Math explains how the brain transitions for consciousness to subliminal perception

Summary: Network nodes that process conscious perception are built on top of the subliminal state, which represents the core of the network. A mathematical model suggests the subliminal state is the most robust part of the consciousness network.

Source: City College New York

Unique in its application of a mathematical model to understand how the brain transitions from consciousness to unconscious behavior, a study at The City College of New York’s Benjamin Levich Institute for Physico-Chemical Hydrodynamics may have just advanced neuroscience appreciably. The findings, surprisingly by physicists, suggest that the subliminal state is the most robust part of the conscious network and appear on the cover of the journal Neuroscience.

“It’s a big step forward in terms of analysis and investigation of the brain,” said City College Ph.D. student Francesca Arese Lucini of the research, entitled “How the Brain Transitions from Conscious to Subliminal Perception,” that she led. “A lot of companies and startups are now focused on understanding more on how (people) work by focusing a lot of energy and money on investigating the brain. This study will probably interest those entrepreneurs or researchers that will focus on artificial intelligence and human-computer interaction devices.”

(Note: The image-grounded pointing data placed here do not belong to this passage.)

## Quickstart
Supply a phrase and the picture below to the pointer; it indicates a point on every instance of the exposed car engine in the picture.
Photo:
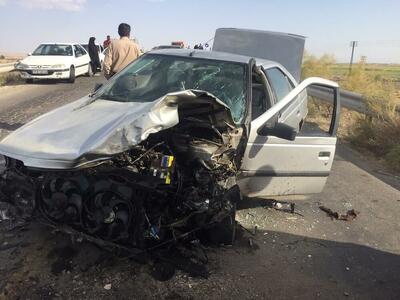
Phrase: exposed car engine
(180, 182)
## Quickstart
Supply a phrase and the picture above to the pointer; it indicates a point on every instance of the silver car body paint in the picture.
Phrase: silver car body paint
(88, 131)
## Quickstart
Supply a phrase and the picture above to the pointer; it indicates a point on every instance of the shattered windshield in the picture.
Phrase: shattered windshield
(58, 50)
(152, 76)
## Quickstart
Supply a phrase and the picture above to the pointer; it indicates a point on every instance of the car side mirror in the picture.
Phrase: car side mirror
(280, 130)
(97, 87)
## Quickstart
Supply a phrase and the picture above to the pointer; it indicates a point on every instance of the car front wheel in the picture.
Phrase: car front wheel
(71, 78)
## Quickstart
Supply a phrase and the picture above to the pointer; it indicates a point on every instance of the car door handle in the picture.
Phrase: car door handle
(324, 155)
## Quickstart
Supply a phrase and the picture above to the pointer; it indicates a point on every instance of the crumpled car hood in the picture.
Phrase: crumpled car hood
(85, 131)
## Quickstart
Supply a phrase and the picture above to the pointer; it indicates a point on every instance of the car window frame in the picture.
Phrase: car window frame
(247, 76)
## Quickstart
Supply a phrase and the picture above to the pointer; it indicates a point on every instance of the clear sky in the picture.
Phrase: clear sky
(328, 25)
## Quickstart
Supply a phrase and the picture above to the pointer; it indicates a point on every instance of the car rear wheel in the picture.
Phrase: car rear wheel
(90, 70)
(71, 75)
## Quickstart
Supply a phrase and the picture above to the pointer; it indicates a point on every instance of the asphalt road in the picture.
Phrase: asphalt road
(305, 255)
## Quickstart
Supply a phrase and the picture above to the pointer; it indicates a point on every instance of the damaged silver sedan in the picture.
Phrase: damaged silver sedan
(166, 148)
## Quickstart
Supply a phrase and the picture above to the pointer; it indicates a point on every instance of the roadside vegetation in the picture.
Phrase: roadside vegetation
(378, 133)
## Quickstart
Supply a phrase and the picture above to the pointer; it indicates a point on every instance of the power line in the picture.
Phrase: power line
(353, 44)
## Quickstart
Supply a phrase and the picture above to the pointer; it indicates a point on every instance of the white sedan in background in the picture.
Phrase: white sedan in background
(55, 61)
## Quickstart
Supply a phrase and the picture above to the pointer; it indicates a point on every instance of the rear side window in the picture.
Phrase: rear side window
(280, 83)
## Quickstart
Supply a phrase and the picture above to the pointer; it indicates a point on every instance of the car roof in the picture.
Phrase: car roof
(213, 55)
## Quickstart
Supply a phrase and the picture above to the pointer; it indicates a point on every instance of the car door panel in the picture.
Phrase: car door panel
(272, 166)
(282, 83)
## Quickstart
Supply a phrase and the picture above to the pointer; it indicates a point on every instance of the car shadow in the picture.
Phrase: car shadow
(10, 127)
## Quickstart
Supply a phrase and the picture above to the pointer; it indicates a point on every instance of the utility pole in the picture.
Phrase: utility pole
(353, 44)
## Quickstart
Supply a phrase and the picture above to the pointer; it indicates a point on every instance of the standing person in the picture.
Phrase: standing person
(94, 55)
(120, 52)
(107, 42)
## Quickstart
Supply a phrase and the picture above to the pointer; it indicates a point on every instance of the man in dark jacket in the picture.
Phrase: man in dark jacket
(94, 55)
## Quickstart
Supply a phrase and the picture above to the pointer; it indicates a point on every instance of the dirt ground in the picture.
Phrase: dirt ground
(305, 255)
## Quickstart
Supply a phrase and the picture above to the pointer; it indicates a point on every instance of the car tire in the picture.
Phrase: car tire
(71, 78)
(90, 71)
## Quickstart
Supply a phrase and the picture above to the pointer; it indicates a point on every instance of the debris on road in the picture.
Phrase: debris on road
(349, 216)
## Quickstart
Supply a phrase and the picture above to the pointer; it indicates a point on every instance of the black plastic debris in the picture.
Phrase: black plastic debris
(281, 206)
(349, 216)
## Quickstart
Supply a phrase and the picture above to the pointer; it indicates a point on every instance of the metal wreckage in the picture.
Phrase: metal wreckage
(153, 178)
(157, 154)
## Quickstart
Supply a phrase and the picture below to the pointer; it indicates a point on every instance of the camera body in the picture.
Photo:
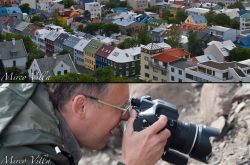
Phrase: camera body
(186, 138)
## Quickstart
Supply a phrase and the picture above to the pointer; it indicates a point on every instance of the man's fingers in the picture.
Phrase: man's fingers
(164, 135)
(130, 123)
(158, 125)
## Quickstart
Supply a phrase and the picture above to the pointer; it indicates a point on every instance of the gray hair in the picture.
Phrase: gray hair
(60, 93)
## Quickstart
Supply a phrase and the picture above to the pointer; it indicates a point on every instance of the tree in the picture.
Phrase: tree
(237, 4)
(68, 3)
(110, 28)
(128, 43)
(143, 36)
(64, 51)
(239, 54)
(25, 8)
(35, 19)
(194, 44)
(180, 16)
(221, 4)
(174, 38)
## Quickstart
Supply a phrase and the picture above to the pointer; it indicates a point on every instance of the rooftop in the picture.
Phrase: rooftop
(223, 65)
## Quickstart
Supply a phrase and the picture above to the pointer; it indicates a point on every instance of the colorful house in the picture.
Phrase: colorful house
(90, 54)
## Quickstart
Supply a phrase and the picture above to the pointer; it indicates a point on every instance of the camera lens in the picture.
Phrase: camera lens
(193, 140)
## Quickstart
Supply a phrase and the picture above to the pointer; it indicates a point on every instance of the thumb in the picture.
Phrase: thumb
(130, 123)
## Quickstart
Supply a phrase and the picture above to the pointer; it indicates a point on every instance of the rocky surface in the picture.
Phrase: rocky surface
(224, 106)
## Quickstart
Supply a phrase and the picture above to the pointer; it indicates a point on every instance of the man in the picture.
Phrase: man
(32, 131)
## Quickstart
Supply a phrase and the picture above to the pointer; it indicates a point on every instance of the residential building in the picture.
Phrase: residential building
(70, 43)
(206, 37)
(11, 11)
(58, 43)
(158, 34)
(197, 11)
(220, 50)
(79, 51)
(50, 40)
(94, 8)
(245, 22)
(138, 4)
(126, 62)
(196, 19)
(8, 2)
(212, 71)
(90, 54)
(102, 54)
(32, 3)
(44, 68)
(13, 54)
(244, 42)
(44, 5)
(177, 70)
(232, 13)
(40, 35)
(223, 32)
(19, 28)
(160, 63)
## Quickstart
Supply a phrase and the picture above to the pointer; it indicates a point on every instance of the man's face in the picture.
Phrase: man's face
(101, 119)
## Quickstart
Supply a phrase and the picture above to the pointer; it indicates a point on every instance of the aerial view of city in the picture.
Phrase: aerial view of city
(125, 40)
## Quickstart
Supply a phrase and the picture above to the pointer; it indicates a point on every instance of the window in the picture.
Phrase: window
(180, 72)
(155, 70)
(155, 78)
(189, 76)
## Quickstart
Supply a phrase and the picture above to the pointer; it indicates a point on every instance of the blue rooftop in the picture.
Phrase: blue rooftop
(244, 42)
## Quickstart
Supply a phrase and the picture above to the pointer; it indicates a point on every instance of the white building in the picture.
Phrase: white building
(176, 70)
(44, 5)
(220, 50)
(212, 71)
(40, 38)
(79, 51)
(13, 54)
(223, 32)
(43, 68)
(232, 13)
(138, 4)
(94, 8)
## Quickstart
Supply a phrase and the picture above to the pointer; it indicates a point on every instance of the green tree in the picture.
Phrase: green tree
(237, 4)
(180, 16)
(25, 8)
(110, 28)
(68, 3)
(64, 51)
(174, 38)
(194, 44)
(143, 36)
(239, 54)
(221, 4)
(128, 43)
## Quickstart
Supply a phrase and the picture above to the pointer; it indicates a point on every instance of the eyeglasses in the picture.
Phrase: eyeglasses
(125, 108)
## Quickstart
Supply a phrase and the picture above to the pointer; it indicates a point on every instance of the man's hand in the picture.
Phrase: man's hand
(145, 147)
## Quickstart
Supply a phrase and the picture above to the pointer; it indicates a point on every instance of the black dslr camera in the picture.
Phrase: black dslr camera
(186, 139)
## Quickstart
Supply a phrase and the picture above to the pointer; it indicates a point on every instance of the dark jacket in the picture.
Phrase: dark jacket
(29, 127)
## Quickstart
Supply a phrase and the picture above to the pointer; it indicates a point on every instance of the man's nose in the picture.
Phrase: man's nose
(125, 116)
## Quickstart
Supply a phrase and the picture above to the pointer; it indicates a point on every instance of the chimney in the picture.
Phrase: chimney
(13, 41)
(54, 56)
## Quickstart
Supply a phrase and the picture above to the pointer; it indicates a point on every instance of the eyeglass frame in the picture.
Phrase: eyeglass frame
(124, 110)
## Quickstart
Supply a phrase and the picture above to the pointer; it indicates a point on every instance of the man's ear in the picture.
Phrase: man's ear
(78, 106)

Arese Lucini and a team of physicists analyzed functional MRI imaging of different subjects in order to obtain the corresponding brain activation. From the brain activation, they obtained functional networks for the conscious state and compared this network to the subliminal state for each fMRI stream.

A reduction of the conscious network, by a k-core decomposition, left the k-core only, the maximal subgraph of nodes of the network with at least k neighbors. The k-core of the conscious state is reduced to three active regions of the brain, the fusiform gyrus (left and right) and the precentral gyrus. These regions are the only active in the subliminal state.

This shows a colorful head

A reduction of the conscious network, by a k-core decomposition, left the k-core only, the maximal subgraph of nodes of the network with at least k neighbors. The image is in the public domain.

“This implies that the k-core decomposition model could help identify in mathematical term what is the subliminal state of the brain and according to such model, the subliminal state, is identified as the most robust part of the conscious network,” observed Arese Lucini. “We can then postulate that the nodes of the network which are involved in the process of conscious perception are built on top of the subliminal state which represents the core of the network.”

Highlighting the significance of the research, Hernán A. Makse, a professor in CCNY’s Division of Science and a Fellow of the American Physical Society, pointed at its publication in a top neuroscience journal, a rarity for a paper by physicists.

Makse supervised the study whose other contributors were Levich Institute postdoc Gino Del Ferraro, and Mariano Sigman. The latter’s affiliations include the Universidad Torcuato Di Tella (Argentina) and Universidad Nebrija (Spain).

About this neuroscience research article

Source:
City College New York
Media Contacts:
Jay Mwamba – City College New York
Image Source:
The image is in the public domain.

Original Research: Open access
“How the Brain Transitions from Conscious to Subliminal Perception”. Francesca Arese Lucini, Gino Del Ferraro, Mariano Sigman, Hernán A. Makse.
Neuroscience. doi:10.1016/j.neuroscience.2019.03.047

Abstract

How the Brain Transitions from Conscious to Subliminal Perception

We study the transition in the functional networks that characterize the human brains’ conscious-state to an unconscious subliminal state of perception by using k-core percolation. We find that the most inner core (i.e., the most connected kernel) of the conscious-state functional network corresponds to areas which remain functionally active when the brain transitions from the conscious-state to the subliminal-state. That is, the inner core of the conscious network coincides with the subliminal-state. Mathematical modeling allows to interpret the conscious to subliminal transition as driven by k-core percolation, through which the conscious state is lost by the inactivation of the peripheral k-shells of the conscious functional network. Thus, the inner core and most robust component of the conscious brain corresponds to the unconscious subliminal state. This finding imposes constraints to theoretical models of consciousness, in that the location of the core of the functional brain network is in the unconscious part of the brain rather than in the conscious state as previously thought.